A few days after drawing a vial of blood, a Thriva customer is sent a variety of charts and snippets of lifestyle and dietary advice. This health MOT happens every three months at a cost of £49 each time, with information on things like cholesterol and vitamin D sent to a mobile phone.
A personal medical dashboard, flashing up on a phone screen at a moment’s notice, is the promise.
Thriva founder Hamish Grierson says people would be ‘crazy’ not to have this information.
And the expectation is it will catch on; forecasts anticipate self-analysis could be worth £7.7bn by 2022. Thriva is already competing with others such as DNAFit, Habit and Vitl.
Some sceptics believe the limitations of this form of ‘GP-lite’ make it little more than a gimmick. They question whether enough people will care sufficiently for a sustained period of time.
There are worries people will self-diagnose as opposed to seeking professional help. Other critics highlight risks related to the privacy of personal data.
Grierson’s tactic is to spread the word on examples of people who have benefited.
He claims users have solved chronic pains by switching supplements as a result of Thriva’s blood analysis.
After processing more than 50,000 tests, Thriva has defined three customer profiles: health-conscious consumers interested in tracking their stats; people with ongoing conditions who want to avoid excessive trips to the GP; and professionals, such as dieticians and personal trainers, who want to offer blood testing to clients.
Across the spectrum, people taking their health more seriously is a clear trend.

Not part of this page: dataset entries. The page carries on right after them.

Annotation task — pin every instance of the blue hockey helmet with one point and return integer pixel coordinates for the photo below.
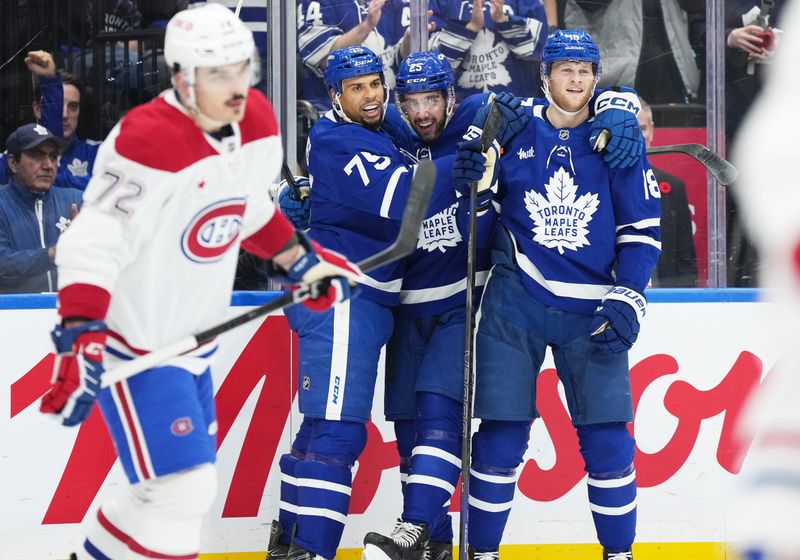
(424, 71)
(349, 62)
(421, 72)
(573, 45)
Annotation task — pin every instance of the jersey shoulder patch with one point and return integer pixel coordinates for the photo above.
(159, 136)
(259, 119)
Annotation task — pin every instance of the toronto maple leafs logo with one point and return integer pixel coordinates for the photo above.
(561, 221)
(440, 231)
(78, 168)
(484, 65)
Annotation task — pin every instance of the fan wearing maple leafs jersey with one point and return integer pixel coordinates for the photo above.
(575, 248)
(491, 45)
(327, 25)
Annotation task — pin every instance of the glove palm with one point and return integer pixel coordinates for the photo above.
(77, 371)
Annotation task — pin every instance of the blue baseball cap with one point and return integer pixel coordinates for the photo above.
(29, 136)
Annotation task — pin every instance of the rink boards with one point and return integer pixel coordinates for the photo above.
(700, 354)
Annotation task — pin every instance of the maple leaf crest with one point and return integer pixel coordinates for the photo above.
(484, 65)
(561, 221)
(440, 231)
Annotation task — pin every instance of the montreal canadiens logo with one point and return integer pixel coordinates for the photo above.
(213, 230)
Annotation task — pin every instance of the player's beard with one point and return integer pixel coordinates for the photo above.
(431, 134)
(374, 123)
(569, 102)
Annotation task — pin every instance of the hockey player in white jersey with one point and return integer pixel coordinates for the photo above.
(769, 505)
(178, 187)
(574, 250)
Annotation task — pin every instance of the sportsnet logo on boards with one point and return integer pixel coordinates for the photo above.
(213, 230)
(561, 221)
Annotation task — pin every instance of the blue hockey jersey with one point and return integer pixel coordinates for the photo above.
(435, 276)
(321, 22)
(577, 227)
(499, 57)
(359, 185)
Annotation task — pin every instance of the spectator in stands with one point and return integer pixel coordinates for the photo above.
(327, 25)
(677, 265)
(644, 44)
(57, 106)
(32, 213)
(748, 48)
(491, 45)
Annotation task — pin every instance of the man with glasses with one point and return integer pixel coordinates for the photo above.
(57, 106)
(32, 213)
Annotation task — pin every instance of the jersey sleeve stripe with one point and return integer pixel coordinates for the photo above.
(638, 239)
(642, 224)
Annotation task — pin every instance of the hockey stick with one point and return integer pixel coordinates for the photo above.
(405, 242)
(300, 192)
(722, 170)
(490, 129)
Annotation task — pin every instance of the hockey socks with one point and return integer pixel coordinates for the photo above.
(435, 464)
(608, 451)
(498, 449)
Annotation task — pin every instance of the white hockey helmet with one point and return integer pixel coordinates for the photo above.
(207, 36)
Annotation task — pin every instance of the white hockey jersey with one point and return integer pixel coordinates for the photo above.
(163, 218)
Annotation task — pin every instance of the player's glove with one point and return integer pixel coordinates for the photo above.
(329, 276)
(295, 205)
(77, 371)
(473, 166)
(615, 112)
(615, 325)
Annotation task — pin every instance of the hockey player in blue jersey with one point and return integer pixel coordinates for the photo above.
(424, 382)
(491, 45)
(575, 248)
(360, 182)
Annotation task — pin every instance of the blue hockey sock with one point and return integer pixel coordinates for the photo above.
(608, 451)
(404, 433)
(287, 512)
(323, 499)
(498, 449)
(324, 483)
(435, 464)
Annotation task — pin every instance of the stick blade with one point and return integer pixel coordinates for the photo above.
(721, 169)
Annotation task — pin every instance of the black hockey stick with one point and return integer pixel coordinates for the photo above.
(300, 192)
(490, 129)
(722, 170)
(405, 242)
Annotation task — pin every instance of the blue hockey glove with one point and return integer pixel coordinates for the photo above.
(616, 112)
(77, 371)
(294, 205)
(471, 166)
(615, 325)
(330, 277)
(515, 116)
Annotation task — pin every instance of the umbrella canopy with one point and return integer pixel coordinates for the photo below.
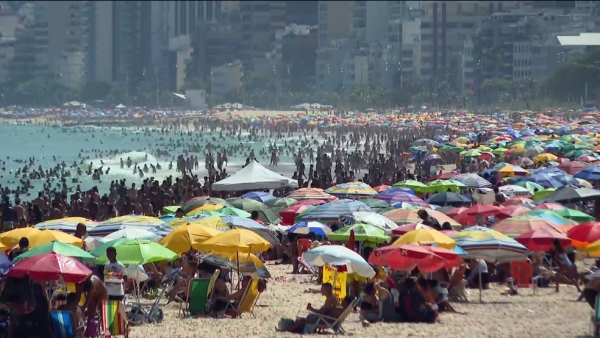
(448, 198)
(51, 266)
(307, 227)
(182, 238)
(426, 236)
(132, 233)
(472, 181)
(138, 251)
(248, 264)
(352, 188)
(311, 193)
(259, 196)
(362, 232)
(48, 236)
(407, 257)
(541, 240)
(490, 245)
(59, 248)
(515, 226)
(338, 255)
(232, 241)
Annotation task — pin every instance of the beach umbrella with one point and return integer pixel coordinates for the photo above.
(413, 185)
(232, 241)
(132, 233)
(362, 232)
(401, 230)
(514, 226)
(59, 248)
(259, 196)
(572, 194)
(48, 236)
(12, 237)
(67, 224)
(265, 213)
(181, 239)
(138, 251)
(584, 234)
(305, 228)
(51, 266)
(407, 257)
(542, 240)
(373, 219)
(449, 198)
(396, 195)
(333, 211)
(311, 193)
(247, 264)
(472, 181)
(408, 216)
(591, 174)
(109, 226)
(352, 189)
(444, 186)
(337, 255)
(426, 236)
(280, 203)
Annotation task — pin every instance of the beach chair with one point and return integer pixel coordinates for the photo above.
(595, 321)
(196, 301)
(334, 324)
(114, 320)
(248, 301)
(64, 324)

Personalised health is growing in popularity as opposed to ‘one-size-fits-all’ guidance.
Companies like Thriva are hoping that by making products that resemble a consumer, rather than a medical service, they can make the shift towards personalisation a long-term habit.

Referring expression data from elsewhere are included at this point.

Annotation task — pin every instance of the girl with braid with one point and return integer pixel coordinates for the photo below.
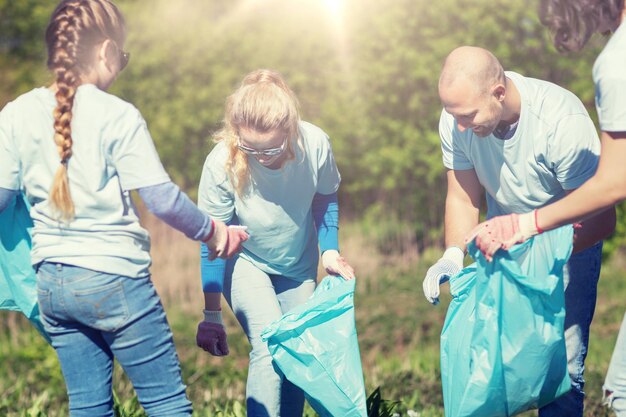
(276, 175)
(77, 152)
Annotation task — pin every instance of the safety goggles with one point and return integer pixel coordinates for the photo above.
(270, 152)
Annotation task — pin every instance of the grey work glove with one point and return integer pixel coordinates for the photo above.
(446, 267)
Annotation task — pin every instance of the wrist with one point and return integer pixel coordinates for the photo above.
(213, 316)
(454, 254)
(528, 224)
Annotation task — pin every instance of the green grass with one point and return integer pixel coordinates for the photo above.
(399, 340)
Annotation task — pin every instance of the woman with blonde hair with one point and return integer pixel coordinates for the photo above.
(77, 152)
(275, 175)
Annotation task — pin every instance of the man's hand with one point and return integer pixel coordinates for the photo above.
(225, 241)
(448, 266)
(211, 335)
(335, 264)
(502, 232)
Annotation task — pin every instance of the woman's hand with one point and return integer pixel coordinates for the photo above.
(225, 241)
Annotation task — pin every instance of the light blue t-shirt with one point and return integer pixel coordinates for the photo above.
(113, 153)
(555, 148)
(609, 77)
(277, 208)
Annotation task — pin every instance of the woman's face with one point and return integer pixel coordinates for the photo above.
(267, 148)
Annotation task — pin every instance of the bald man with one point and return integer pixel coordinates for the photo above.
(525, 143)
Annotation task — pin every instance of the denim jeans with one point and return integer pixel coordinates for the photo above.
(258, 299)
(93, 317)
(581, 282)
(615, 383)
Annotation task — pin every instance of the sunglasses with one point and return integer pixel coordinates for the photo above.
(124, 58)
(270, 152)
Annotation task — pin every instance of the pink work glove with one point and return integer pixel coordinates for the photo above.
(211, 335)
(502, 232)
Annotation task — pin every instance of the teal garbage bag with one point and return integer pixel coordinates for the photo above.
(502, 343)
(18, 285)
(315, 346)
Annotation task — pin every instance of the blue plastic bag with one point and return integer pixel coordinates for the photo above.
(18, 285)
(502, 343)
(315, 346)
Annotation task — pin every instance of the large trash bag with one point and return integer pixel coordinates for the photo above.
(502, 343)
(18, 288)
(315, 346)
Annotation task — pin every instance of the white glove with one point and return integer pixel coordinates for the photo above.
(211, 334)
(448, 266)
(335, 264)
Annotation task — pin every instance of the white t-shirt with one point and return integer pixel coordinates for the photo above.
(277, 209)
(609, 77)
(113, 153)
(555, 148)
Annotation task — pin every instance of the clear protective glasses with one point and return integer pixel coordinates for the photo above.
(268, 153)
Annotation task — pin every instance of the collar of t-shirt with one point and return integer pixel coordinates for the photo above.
(505, 131)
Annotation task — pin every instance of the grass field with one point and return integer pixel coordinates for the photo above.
(398, 335)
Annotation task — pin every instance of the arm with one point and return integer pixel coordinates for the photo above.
(606, 188)
(6, 197)
(589, 203)
(325, 209)
(462, 210)
(594, 229)
(173, 206)
(462, 206)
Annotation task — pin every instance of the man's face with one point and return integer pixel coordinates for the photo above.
(470, 109)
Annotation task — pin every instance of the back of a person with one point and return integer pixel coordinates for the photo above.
(99, 123)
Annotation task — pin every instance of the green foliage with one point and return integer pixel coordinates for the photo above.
(365, 71)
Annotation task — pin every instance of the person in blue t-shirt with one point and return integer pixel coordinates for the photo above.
(526, 143)
(275, 175)
(573, 22)
(77, 152)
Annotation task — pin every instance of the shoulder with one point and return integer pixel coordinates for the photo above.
(314, 139)
(312, 134)
(215, 163)
(548, 102)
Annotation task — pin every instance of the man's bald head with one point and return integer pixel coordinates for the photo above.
(477, 66)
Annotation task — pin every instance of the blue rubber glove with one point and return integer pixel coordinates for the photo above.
(211, 335)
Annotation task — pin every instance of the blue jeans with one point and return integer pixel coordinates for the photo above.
(615, 383)
(93, 317)
(258, 299)
(581, 282)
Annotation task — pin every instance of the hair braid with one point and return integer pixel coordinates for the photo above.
(75, 30)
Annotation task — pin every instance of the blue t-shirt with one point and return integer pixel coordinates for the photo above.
(609, 77)
(277, 207)
(555, 148)
(113, 154)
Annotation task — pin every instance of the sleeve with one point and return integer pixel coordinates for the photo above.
(611, 104)
(573, 151)
(325, 210)
(133, 154)
(9, 159)
(328, 177)
(213, 272)
(215, 192)
(6, 197)
(454, 156)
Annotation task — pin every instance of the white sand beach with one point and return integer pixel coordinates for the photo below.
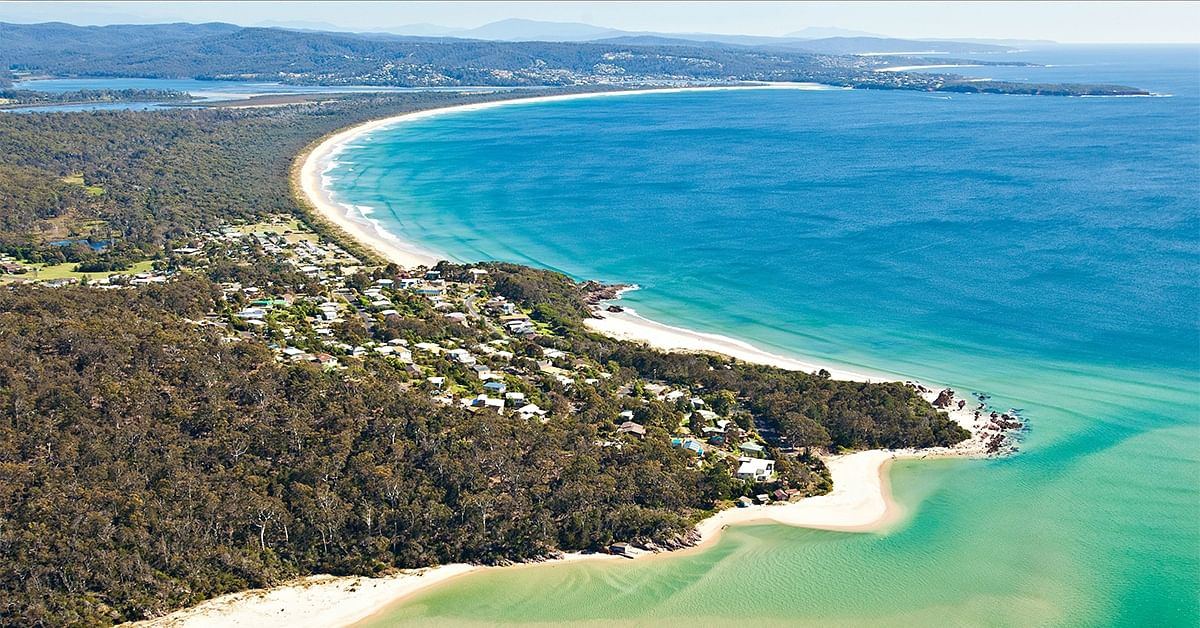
(311, 177)
(861, 500)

But the opportunities lie beyond consumers, says Grierson.
Data-hungry industries like insurance and telemedicine are two examples of sectors Grierson argues are ideal for partnerships. The company has also been discussing working with similar companies like Vitl, which offers personalised supplements through the post.
Although he emphasises users would consent prior to any data sharing, there is growing anxiety among many consumers around the confidentiality of their personal data; how it’s used, who it is shared with and the risk of hacks. Fines for data misuse can reach up to £500,000 in the UK.
Thriva has made a medical product simple and elegant. It appears to draw on companies like Apple in the simplicity of its packaging and usage.